Market Turmoil Following India’s Precision Strikes
The sharp decline in Pakistan’s stock market comes in the wake of India’s coordinated military operation, which targeted terror infrastructure linked to groups such as Lashkar-e-Taiba (LeT), Jaish-e-Mohammed (JeM), and Hizbul Mujahideen (HM). The strikes, conducted by the Indian Army, Navy, and Air Force, were aimed at eliminating terror hubs responsible for the April 22 Pahalgam attack, which claimed 26 lives.

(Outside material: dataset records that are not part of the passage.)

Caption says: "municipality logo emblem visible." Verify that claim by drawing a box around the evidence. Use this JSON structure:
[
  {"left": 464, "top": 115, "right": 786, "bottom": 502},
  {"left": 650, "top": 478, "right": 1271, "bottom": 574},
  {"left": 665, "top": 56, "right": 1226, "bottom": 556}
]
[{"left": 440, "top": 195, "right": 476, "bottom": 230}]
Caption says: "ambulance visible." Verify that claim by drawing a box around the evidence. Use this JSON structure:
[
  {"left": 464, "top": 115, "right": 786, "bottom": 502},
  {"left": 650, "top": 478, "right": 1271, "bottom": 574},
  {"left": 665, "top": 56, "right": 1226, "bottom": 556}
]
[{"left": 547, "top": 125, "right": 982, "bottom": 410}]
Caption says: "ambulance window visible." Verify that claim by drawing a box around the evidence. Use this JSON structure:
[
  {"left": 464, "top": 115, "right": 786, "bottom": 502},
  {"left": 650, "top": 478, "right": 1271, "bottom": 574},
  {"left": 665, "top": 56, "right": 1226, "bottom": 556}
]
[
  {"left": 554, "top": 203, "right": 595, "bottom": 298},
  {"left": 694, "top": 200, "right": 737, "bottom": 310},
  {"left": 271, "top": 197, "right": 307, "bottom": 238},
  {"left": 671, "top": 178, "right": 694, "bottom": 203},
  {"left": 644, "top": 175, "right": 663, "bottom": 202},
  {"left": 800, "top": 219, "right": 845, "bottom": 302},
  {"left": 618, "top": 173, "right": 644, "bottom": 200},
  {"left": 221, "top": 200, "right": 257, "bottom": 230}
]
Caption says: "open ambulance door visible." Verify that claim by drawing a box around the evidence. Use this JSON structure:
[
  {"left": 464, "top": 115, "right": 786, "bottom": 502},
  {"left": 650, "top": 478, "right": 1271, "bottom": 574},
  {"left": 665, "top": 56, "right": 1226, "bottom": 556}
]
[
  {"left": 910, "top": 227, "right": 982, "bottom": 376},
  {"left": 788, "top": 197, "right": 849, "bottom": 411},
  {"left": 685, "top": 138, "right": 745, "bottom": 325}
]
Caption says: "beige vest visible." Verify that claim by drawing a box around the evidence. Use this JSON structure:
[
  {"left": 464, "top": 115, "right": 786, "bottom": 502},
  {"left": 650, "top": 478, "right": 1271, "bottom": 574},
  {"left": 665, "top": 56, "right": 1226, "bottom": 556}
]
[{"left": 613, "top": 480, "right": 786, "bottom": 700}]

Investor Panic and Economic Uncertainty
Since the Pahalgam terror attack, the KSE-100 index has shed 3.7%, reflecting growing investor anxiety. In contrast, India’s Sensex index has gained 1.5%, signaling confidence in the country’s economic stability. Analysts suggest that Pakistan’s economic vulnerability has been exacerbated by geopolitical tensions, leading to massive sell-offs in the stock market.
Global Reactions and Economic Fallout
International investors are closely monitoring the situation, with concerns over Pakistan’s fiscal stability and foreign investment prospects. A senior financial analyst in Karachi remarked, “The market reaction underscores the fragility of Pakistan’s economy amid rising geopolitical tensions. Investors are pulling out funds, fearing further escalation.”